Waitress is a pure-Python WSGI server commonly used for production web applications. Known for its high performance and compatibility, it has become a go-to server solution for developers on both Unix and Windows platforms. Waitress is a production-quality pure-Python WSGI server with very acceptable performance. It has no dependencies except ones which live in the Python standard library. Given its versatility, Waitress supports multiple environments, including CPython and PyPy 3, and offers HTTP/1.0 and HTTP/1.1 support.
CVE-2024-49768 exposes a request processing race condition that manifests when handling HTTP pipelining. Specifically, a remote client may initiate this race condition by sending a request exactly equal to recv_bytes (default set to 8192 bytes) and then immediately following it with a second, pipelined request. In scenarios where request lookahead is enabled, the server might erroneously process this secondary request despite a failure in the first request’s parsing.

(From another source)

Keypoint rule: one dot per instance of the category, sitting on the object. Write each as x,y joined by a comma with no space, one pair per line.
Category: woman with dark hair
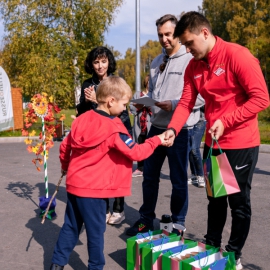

The advisory elaborates on the nature of the vulnerability: “When request lookahead is disabled (default), we won’t read any more requests, and when the first request fails due to a parsing error, we simply close the connection. However, when request lookahead is enabled, it is possible to process and receive the first request, start sending the error message back to the client while we read the next request and queue it.” This error could allow a secondary request to bypass standard parsing checks and be handled by a worker thread, which should ideally terminate the connection.
The Pylons Project credits m4yfly and urn1ce from the TianGong Team of Legendsec at Qi’anxin Group for identifying and responsibly disclosing this vulnerability.
Waitress version 3.0.1 has been released to mitigate this vulnerability by correcting the underlying race condition, ensuring no secondary requests are inadvertently processed. The Pylons Project recommends all users immediately update to this version to secure their applications against potential exploits.
For those unable to apply the update immediately, the Pylons Project provides a temporary workaround by disabling channel_request_lookahead. As the advisory notes, “Disable channel_request_lookahead; this is set to 0 by default disabling this feature. For this vulnerability, this value is required to be changed from the default.” Disabling lookahead entirely minimizes the risk, although upgrading remains the most effective protection.